Handy (USA/N.Atlantic/Lakes/S.America)
The week started with an extraordinary increase of vessels, the market remained fairly stable, but towards the end of the week TransAtlantic levels were higher than fronthauls. A trip to Spore/Jpn with grains was fixed on Supramax at $21,500/d. On the TransAtlantic grain trade to E Med a Supramax was fixed at $21,500/d and to Egypt an Ultramax was done at $22,750/d. A trip to Med with petcoke was fixed at $25,500/d Supramax and woodpellets to Cont were covered at $22,000/d on a similar unit. On Handies a trip from USG to NCSAm with grains was done at $13,500/d on a 36,000 dwt.
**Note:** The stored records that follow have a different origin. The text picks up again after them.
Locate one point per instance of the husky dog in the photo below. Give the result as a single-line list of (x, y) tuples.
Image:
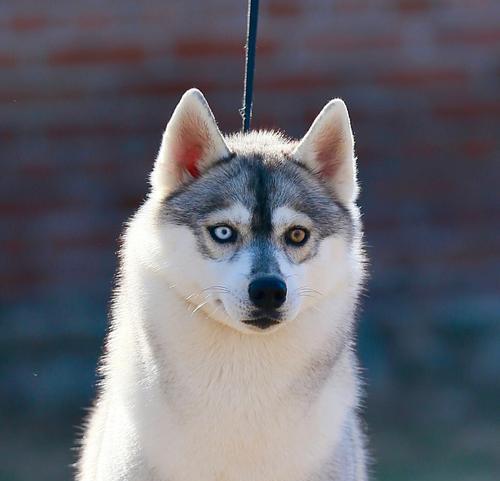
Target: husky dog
[(230, 354)]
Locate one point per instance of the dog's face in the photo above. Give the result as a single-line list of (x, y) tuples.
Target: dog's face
[(254, 229)]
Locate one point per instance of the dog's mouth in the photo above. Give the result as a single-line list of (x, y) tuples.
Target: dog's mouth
[(261, 322)]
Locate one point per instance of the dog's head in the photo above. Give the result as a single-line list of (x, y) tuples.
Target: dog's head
[(253, 229)]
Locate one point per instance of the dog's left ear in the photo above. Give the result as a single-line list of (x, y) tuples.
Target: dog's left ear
[(191, 143), (328, 150)]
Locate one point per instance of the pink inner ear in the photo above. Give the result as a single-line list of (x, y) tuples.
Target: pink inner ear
[(327, 147), (193, 139)]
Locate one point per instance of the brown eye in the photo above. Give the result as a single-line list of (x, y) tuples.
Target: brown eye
[(297, 236)]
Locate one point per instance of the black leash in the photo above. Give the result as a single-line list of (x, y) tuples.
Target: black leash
[(246, 111)]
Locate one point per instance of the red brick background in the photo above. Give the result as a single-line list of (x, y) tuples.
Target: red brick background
[(86, 89)]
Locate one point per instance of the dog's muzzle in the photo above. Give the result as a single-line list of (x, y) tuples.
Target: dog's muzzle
[(267, 294)]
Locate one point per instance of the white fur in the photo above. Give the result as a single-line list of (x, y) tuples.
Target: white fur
[(328, 148)]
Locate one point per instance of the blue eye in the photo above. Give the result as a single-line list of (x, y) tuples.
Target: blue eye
[(223, 234)]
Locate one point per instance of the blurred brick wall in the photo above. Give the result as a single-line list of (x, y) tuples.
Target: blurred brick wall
[(86, 89)]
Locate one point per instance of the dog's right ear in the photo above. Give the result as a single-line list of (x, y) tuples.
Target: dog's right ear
[(191, 143)]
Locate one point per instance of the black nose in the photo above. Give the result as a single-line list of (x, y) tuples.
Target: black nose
[(267, 292)]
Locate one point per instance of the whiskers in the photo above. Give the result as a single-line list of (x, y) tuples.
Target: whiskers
[(308, 292)]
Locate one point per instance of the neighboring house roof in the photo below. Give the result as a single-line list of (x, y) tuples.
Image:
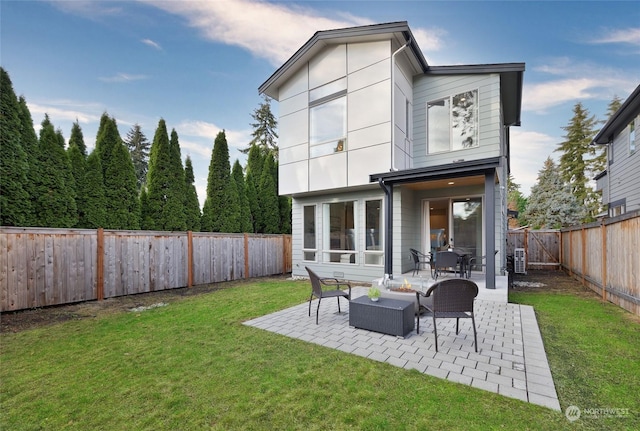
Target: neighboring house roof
[(511, 74), (618, 121)]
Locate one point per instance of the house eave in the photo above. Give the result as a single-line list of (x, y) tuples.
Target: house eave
[(429, 173), (620, 119), (398, 31)]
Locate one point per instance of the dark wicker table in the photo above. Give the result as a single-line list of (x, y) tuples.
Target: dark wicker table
[(389, 316)]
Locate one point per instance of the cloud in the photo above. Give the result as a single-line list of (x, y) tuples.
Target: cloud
[(152, 44), (201, 129), (573, 81), (529, 150), (272, 31), (123, 77), (628, 36)]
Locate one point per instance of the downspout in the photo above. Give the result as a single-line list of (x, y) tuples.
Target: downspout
[(393, 100), (388, 219)]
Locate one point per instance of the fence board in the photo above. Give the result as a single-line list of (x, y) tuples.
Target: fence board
[(44, 266)]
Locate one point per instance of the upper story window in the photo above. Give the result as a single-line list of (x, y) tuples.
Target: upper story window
[(632, 136), (328, 118), (452, 122)]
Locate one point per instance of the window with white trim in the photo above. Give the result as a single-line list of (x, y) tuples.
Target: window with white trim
[(340, 237), (328, 118), (309, 247), (374, 250), (452, 123)]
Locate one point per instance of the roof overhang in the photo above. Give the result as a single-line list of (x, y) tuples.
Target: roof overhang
[(399, 32), (618, 121), (511, 80), (433, 173)]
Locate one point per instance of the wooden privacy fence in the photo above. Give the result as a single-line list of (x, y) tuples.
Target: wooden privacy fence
[(541, 247), (605, 256), (41, 267)]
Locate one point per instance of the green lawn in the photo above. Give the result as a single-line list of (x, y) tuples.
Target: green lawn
[(192, 366)]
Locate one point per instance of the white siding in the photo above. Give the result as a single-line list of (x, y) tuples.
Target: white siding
[(624, 172), (427, 88)]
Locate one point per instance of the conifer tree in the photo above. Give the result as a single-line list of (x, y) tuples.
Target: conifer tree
[(268, 198), (218, 178), (30, 145), (121, 193), (243, 202), (55, 191), (252, 183), (91, 195), (578, 160), (551, 203), (77, 139), (138, 146), (191, 203), (264, 129), (15, 205), (165, 183)]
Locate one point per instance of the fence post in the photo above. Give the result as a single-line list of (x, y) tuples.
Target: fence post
[(189, 258), (603, 227), (100, 265), (246, 255)]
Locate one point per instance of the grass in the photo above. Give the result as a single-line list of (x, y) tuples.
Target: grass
[(193, 365)]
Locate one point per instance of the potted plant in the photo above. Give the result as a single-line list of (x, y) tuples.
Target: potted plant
[(374, 293)]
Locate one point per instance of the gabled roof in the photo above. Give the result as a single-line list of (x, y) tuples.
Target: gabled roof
[(618, 121), (399, 31)]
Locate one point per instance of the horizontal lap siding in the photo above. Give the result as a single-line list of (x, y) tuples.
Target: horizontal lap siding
[(43, 267)]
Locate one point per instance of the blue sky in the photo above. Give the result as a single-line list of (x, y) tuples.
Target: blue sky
[(198, 65)]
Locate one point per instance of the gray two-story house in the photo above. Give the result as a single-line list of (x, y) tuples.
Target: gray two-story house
[(382, 152), (620, 182)]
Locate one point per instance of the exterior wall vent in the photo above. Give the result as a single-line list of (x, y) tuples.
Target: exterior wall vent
[(520, 264)]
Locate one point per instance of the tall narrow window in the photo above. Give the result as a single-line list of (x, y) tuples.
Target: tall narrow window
[(452, 122), (328, 118), (373, 254), (341, 233), (309, 240), (632, 136)]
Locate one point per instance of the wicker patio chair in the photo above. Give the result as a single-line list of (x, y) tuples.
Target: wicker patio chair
[(444, 260), (452, 298), (419, 259), (319, 292)]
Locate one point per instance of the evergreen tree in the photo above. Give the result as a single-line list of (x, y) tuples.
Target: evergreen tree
[(138, 146), (15, 205), (579, 161), (515, 201), (243, 202), (552, 204), (268, 198), (55, 191), (218, 178), (191, 203), (252, 183), (91, 195), (165, 183), (78, 168), (264, 129), (121, 194), (77, 139)]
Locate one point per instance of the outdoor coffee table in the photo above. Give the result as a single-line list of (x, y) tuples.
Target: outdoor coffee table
[(389, 316)]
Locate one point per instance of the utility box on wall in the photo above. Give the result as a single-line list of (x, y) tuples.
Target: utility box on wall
[(519, 261)]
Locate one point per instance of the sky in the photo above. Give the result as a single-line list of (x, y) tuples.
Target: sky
[(198, 64)]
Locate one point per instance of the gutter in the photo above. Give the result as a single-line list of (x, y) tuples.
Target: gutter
[(393, 99)]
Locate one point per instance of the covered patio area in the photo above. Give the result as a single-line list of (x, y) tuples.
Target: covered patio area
[(511, 360)]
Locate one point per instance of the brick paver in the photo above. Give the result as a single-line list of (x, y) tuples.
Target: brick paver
[(511, 360)]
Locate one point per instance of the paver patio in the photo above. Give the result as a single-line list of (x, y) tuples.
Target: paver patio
[(511, 360)]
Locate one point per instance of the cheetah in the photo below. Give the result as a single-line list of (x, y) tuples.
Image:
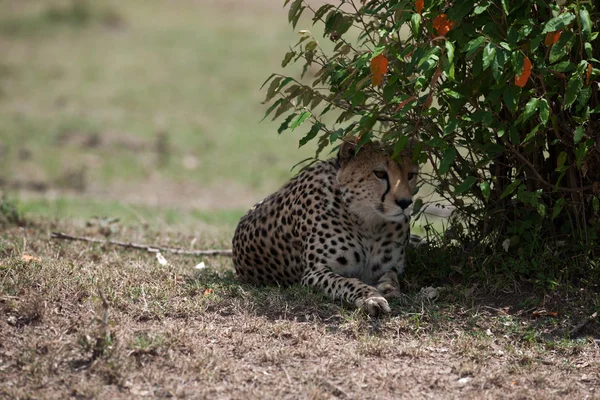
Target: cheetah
[(342, 225)]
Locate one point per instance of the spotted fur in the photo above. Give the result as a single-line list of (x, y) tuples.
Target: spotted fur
[(341, 225)]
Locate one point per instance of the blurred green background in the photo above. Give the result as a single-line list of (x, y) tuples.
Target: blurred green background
[(141, 109)]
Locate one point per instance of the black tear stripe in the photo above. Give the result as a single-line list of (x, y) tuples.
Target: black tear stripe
[(387, 182)]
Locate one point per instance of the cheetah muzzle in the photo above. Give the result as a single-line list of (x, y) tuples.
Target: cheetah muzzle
[(341, 225)]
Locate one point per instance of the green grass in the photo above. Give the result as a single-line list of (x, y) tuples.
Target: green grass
[(191, 70), (85, 209)]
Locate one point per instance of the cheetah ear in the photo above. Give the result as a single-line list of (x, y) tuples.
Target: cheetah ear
[(346, 153)]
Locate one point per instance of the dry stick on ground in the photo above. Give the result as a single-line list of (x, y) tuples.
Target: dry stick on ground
[(149, 248)]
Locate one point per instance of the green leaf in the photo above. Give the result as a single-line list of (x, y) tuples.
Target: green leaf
[(485, 189), (364, 139), (314, 130), (498, 65), (544, 111), (272, 88), (415, 22), (272, 107), (447, 160), (449, 50), (580, 153), (561, 48), (294, 8), (400, 146), (473, 45), (586, 24), (310, 46), (574, 85), (300, 119), (557, 23), (460, 10), (511, 97), (288, 57), (466, 185), (561, 159), (285, 124), (558, 206), (579, 132), (481, 7), (489, 51), (267, 80), (510, 188), (321, 12)]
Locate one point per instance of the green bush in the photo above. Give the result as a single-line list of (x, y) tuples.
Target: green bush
[(502, 94)]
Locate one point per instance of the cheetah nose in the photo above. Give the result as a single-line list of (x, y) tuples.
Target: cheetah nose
[(404, 203)]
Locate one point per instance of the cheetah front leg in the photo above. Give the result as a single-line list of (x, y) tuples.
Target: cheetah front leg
[(350, 289)]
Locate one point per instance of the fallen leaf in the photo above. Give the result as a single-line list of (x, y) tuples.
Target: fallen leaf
[(442, 24), (161, 259), (419, 4), (552, 37), (378, 69), (588, 74), (28, 258), (521, 79)]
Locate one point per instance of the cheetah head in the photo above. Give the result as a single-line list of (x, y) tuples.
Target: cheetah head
[(375, 186)]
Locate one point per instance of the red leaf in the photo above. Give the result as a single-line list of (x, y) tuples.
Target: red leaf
[(552, 37), (521, 79), (378, 69)]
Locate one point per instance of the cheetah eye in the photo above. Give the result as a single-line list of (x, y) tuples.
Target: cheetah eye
[(380, 174)]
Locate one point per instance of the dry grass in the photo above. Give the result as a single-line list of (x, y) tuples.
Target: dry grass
[(91, 322)]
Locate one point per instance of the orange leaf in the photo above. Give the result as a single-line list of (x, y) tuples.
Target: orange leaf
[(521, 79), (378, 69), (419, 4), (442, 24), (403, 103), (588, 74), (552, 37)]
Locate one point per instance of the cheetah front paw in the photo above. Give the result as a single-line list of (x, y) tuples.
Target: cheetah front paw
[(388, 290), (374, 305)]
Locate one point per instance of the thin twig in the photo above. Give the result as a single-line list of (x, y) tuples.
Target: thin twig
[(149, 248), (582, 324), (539, 177)]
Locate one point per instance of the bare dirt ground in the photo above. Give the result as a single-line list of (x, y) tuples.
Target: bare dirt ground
[(89, 321)]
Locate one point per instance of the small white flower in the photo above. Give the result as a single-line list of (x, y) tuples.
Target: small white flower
[(161, 259), (200, 266)]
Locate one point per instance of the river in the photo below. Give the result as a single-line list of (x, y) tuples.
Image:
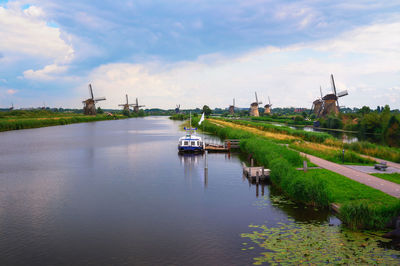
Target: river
[(118, 193)]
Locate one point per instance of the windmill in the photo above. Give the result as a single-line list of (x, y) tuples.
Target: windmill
[(254, 107), (137, 106), (232, 108), (177, 109), (267, 107), (89, 105), (126, 105), (331, 101)]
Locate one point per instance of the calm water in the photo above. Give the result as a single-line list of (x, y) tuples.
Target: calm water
[(117, 192)]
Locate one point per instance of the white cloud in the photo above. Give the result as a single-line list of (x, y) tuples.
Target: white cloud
[(49, 72), (25, 33), (11, 91), (364, 61)]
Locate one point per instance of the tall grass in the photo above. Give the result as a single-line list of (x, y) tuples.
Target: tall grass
[(318, 137), (361, 206), (25, 123), (375, 150)]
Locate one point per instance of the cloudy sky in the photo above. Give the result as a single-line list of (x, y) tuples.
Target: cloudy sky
[(196, 52)]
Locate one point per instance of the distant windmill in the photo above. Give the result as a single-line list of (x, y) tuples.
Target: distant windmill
[(232, 108), (318, 105), (137, 106), (267, 107), (331, 101), (127, 105), (177, 109), (254, 107), (89, 105)]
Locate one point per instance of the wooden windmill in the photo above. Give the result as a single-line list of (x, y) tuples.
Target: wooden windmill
[(318, 105), (254, 107), (126, 105), (137, 106), (89, 105), (232, 108), (331, 101), (177, 109), (267, 107)]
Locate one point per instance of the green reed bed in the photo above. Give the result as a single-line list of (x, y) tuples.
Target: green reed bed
[(395, 177), (333, 155), (361, 206), (375, 150), (25, 123), (318, 137), (180, 117), (281, 120)]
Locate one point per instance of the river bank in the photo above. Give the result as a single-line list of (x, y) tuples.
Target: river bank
[(16, 120), (360, 206)]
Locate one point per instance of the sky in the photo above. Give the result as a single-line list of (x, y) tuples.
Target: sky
[(193, 52)]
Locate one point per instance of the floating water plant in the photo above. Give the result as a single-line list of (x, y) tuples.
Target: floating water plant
[(302, 243)]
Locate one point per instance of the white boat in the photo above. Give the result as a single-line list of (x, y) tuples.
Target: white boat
[(191, 142)]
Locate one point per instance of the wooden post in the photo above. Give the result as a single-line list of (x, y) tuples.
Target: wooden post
[(206, 161), (305, 166)]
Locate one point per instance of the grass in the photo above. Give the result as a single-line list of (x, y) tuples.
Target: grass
[(330, 153), (361, 206), (395, 177), (16, 120), (179, 117), (375, 150)]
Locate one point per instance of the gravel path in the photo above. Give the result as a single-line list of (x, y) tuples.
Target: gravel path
[(385, 186)]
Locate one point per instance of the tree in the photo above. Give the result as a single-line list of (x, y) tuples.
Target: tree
[(206, 110), (392, 132)]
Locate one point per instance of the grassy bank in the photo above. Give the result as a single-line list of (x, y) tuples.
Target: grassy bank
[(361, 206), (395, 177), (179, 117), (34, 119), (328, 152), (363, 147)]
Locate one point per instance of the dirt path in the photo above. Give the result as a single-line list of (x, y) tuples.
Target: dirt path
[(385, 186), (389, 163)]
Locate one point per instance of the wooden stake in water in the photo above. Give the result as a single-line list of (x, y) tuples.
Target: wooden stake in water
[(206, 160)]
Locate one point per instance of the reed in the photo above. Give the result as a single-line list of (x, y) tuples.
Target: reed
[(25, 123)]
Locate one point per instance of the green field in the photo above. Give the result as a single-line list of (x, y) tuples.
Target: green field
[(361, 206), (395, 177), (24, 119)]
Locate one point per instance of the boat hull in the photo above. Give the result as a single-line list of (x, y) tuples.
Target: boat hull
[(190, 149)]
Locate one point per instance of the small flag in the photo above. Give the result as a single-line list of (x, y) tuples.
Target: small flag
[(201, 119)]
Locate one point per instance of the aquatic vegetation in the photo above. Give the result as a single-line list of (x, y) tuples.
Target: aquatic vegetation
[(318, 188), (305, 243)]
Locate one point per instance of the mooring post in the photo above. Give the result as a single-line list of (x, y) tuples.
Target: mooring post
[(206, 161), (305, 166), (343, 156)]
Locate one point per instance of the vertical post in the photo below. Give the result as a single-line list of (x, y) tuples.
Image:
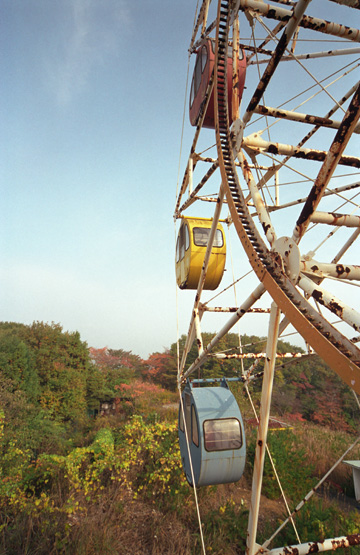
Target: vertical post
[(191, 167), (266, 393)]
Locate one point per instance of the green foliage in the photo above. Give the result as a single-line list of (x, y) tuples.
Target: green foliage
[(290, 460), (151, 461), (317, 521), (225, 526)]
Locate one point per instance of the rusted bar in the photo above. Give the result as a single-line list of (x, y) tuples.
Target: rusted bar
[(257, 144), (234, 309), (242, 310), (266, 393), (224, 356), (351, 3), (322, 270), (292, 24), (201, 20), (257, 199), (327, 193), (308, 22), (346, 220), (317, 547), (307, 497), (323, 297), (314, 55), (332, 159), (299, 117)]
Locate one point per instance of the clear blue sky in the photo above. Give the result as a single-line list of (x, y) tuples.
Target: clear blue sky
[(91, 100)]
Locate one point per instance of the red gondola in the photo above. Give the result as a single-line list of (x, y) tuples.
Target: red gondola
[(204, 65)]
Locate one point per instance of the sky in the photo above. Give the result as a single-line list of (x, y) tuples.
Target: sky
[(91, 98), (91, 101)]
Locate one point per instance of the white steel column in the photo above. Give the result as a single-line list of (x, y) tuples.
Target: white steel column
[(266, 393)]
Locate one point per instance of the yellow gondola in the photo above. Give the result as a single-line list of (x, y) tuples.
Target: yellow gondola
[(191, 246)]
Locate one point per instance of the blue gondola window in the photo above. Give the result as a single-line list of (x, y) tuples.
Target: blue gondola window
[(195, 430), (222, 434)]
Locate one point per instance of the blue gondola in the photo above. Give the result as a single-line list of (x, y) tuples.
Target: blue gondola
[(216, 436)]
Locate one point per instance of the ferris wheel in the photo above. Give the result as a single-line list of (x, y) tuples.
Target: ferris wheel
[(275, 158)]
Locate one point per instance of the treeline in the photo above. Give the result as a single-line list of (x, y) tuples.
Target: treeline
[(51, 382), (74, 479)]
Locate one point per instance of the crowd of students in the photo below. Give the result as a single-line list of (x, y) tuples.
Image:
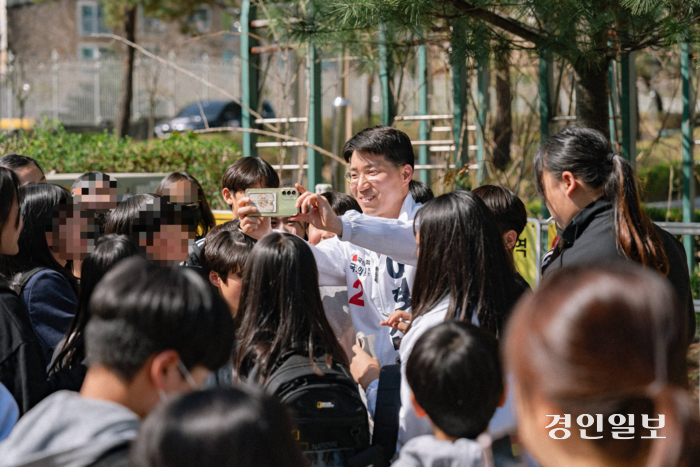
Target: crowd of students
[(389, 326)]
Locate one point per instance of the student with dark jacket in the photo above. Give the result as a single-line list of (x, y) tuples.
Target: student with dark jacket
[(593, 196), (22, 364)]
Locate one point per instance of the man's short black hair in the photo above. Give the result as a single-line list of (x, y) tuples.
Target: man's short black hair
[(420, 191), (393, 144), (246, 172), (341, 203), (508, 210), (226, 251), (140, 310), (454, 371), (17, 161), (93, 177)]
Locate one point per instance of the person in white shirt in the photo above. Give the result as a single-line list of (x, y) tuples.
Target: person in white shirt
[(381, 167)]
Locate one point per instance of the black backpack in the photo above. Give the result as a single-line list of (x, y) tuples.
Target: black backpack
[(330, 418)]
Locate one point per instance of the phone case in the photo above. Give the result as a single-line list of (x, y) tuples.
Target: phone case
[(273, 202)]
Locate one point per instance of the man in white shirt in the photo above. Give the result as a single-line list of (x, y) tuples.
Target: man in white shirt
[(381, 167)]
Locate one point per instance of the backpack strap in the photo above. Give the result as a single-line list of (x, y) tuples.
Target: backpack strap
[(386, 416)]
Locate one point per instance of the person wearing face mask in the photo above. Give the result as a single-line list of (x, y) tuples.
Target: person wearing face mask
[(154, 333), (22, 360)]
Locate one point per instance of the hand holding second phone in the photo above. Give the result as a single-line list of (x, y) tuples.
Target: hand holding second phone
[(317, 212), (364, 369), (254, 227)]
Rates were slightly stronger on Handies and stable on Supramaxes. A 38,000 dwt was fixed basis dely aps Itaqui for a tct to BSea at $16,000/d. A 33,000 dwt built 2009 open Acu was fixed basis dely Maceio for a tct with redelivery Venezuela with sugar at $14,000/d. A W Africa fronthaul paid around $13,500/d + $350,000 gbb on a Supramax.
Handy (Indian Ocean/South Africa)
In PG and WC India the market continues its downward trend from the previous week. The availability of tonnage in the region has grown significantly compared to last week. Rates have been declining over the past few weeks, but it seems that the market will soon stabilize. Vessels opening in EC India are mainly supported by the stronger Indonesian market rather than local cargoes. However, delays are expected for ECI positions this week due to a cyclone. With the Panamax market weakening, Indonesian smx shipments are considering shifting to the pmx size.